1. Dental Equipment (Steam Sterilization)

A.) The document on which the Attest (biolgoical indicator used to determine the effectiveness of steam sterilization in killing microbes) documents that only once a month, from January 2015 to March 2015, was an Attest performed. On May 05, 2015 the document does not record an Attest for the month of April 2015.

B.) An observation made on May 5, 2015 at 12:15 PM was of an autoclave (steam sterilizer) with the door propped open, with three small trays of various dental instruments cooling at the time. The Dentist stated, "The autoclave just ran, see." While speaking, she was pointing at the autoclave with the door ajar, which has three racks of packaged instrumentation on them.

C.) An interview was conducted with Employee B on 05/07/15 at 9:32 AM, at which time she did confirm that at one time, she ran the Attest on a weekly basis; however, indicating that she did not work with a dentist from September 2014 to December 2014; she was then instructed to run this Attest only monthly. She also stated that she had become ill and did not have time to run the biological test in April of 2015.

2. Laundry was observed being transported to residential living areas unprotected from environmental elements.

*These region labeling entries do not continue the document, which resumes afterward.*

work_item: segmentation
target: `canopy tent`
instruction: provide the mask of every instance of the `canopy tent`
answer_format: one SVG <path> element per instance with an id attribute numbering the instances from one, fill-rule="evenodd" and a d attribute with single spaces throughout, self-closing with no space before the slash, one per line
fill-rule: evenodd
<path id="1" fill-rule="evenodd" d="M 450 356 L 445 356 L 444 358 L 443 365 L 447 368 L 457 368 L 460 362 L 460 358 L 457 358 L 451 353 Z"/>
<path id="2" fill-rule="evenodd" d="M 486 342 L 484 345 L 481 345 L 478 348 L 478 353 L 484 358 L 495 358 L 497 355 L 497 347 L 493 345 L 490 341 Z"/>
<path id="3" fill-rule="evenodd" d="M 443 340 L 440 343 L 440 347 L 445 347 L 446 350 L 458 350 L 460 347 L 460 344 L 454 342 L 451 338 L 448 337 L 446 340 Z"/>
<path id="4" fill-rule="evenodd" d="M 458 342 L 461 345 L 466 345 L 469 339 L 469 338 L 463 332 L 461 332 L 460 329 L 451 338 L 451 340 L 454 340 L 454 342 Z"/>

A.) While touring Building #15 on 05/05/15 at 9:30 AM, an observation was made of linens being delivered to the Storage Room. The linens were openly exposed and being pushed in a blue rolling cart from the outdoors.
B.) An interview was conducted with the Health Service Worker 2 (HSW2) on 05/05/15 at 9:35 AM and it was stated that the linens are delivered every day. They are folded in the blue carts, but they are never covered.
C.) An interview was conducted with the Laundry Administrator on 05/07/15 at 8:46 AM and she confirmed that the laundry is supposed to be covered, and she knows this; however, "We do not cover the linen for transporation at this time".